For all the attention given to medical harm in hospitals, or instances where patients felt their needs went unheard by clinicians, doctors rarely examine these situations as narrative missteps.

Narrative is defined in various ways, including a report of connected events and chronology with meaning. A more expansive interpretation draws on the word itself, which is derived from the Latin narrare, which means “to tell” or “to know,” and invites us also to consider narrative’s capacity for knowledge production. Sometimes, the narrative the patient wants us to hear is what’s unsaid. But physicians are poor at picking up on these cues.

Take the older patient who presents to the ER after a fall. The physician asks about the circumstances, including why he fell, his history with falls, and possible injuries. She learns he’s not eating or drinking. He’s not getting around like he used to. He lives alone. She could stop there and move on to the physical exam. Or she could keep him talking.

Studies show that patients may cue their negative emotions or their real concerns indirectly. In this case, the man’s family lives out of state, his wife recently died, he’s been grieving, and he won’t leave the apartment that holds a lifetime of memories. He’s not eating because getting up and down the two flights of stairs is not as easy as it once was. This proud man wearing a Navy cap won’t offer up these details, but his vulnerability unspools once he’s asked.

Patients want their physicians to ask questions. Unfortunately, health providers often respond by focusing on logistical or biomedical issues. By neglecting emotional communication, we miss opportunities to express empathy.

Such behavior is often attributed to time constraints, but research shows that when we pick up on patients’ often quiet or even silent cries for help about psychological or social issues, time is often saved.

When we work with stories and recognize the different ways they are constructed and communicated, we begin to appreciate not only their power but their fragility. For patients to tell their stories, they must first overcome the vulnerability that results from admitting fears and insecurities, new frailties, and limitations. And as physicians reaching branch points in the conversation, we must be sensitive to the presence of other directions the narrative might go, and how and why we might be motivated to steer it down a particular path. Is this path safer, or clearly marked, leading to an identifiable destination?

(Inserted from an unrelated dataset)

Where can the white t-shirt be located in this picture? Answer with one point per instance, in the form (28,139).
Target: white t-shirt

We must be willing to interrogate our story-building process as rigorously as our research methods. What stories are we listening for, what assumptions or beliefs are we bringing into the story, and how are these value judgments influencing the stories we hear?

As I listen to Mrs. Alves crying for an answer, my first instinct is to order more labs and diagnostic imaging. Instead, I take a seat, and ask her not only to describe her pain but the experience of being in pain, and what distressed her enough to come to the ER. She tells me about the specialists who won’t call her back or dismiss her symptoms when tests come back normal. Her doctor is hard to reach. Besides, he thinks it’s all in her head. What she wants from them is what she desires from me: someone willing to listen for a few minutes, who will be curious about the pain, but more importantly, appreciate how it’s disrupted her life. Quality and compassionate patient care are only possible when the physician and patient work from the same story.

*The names in this piece have been changed.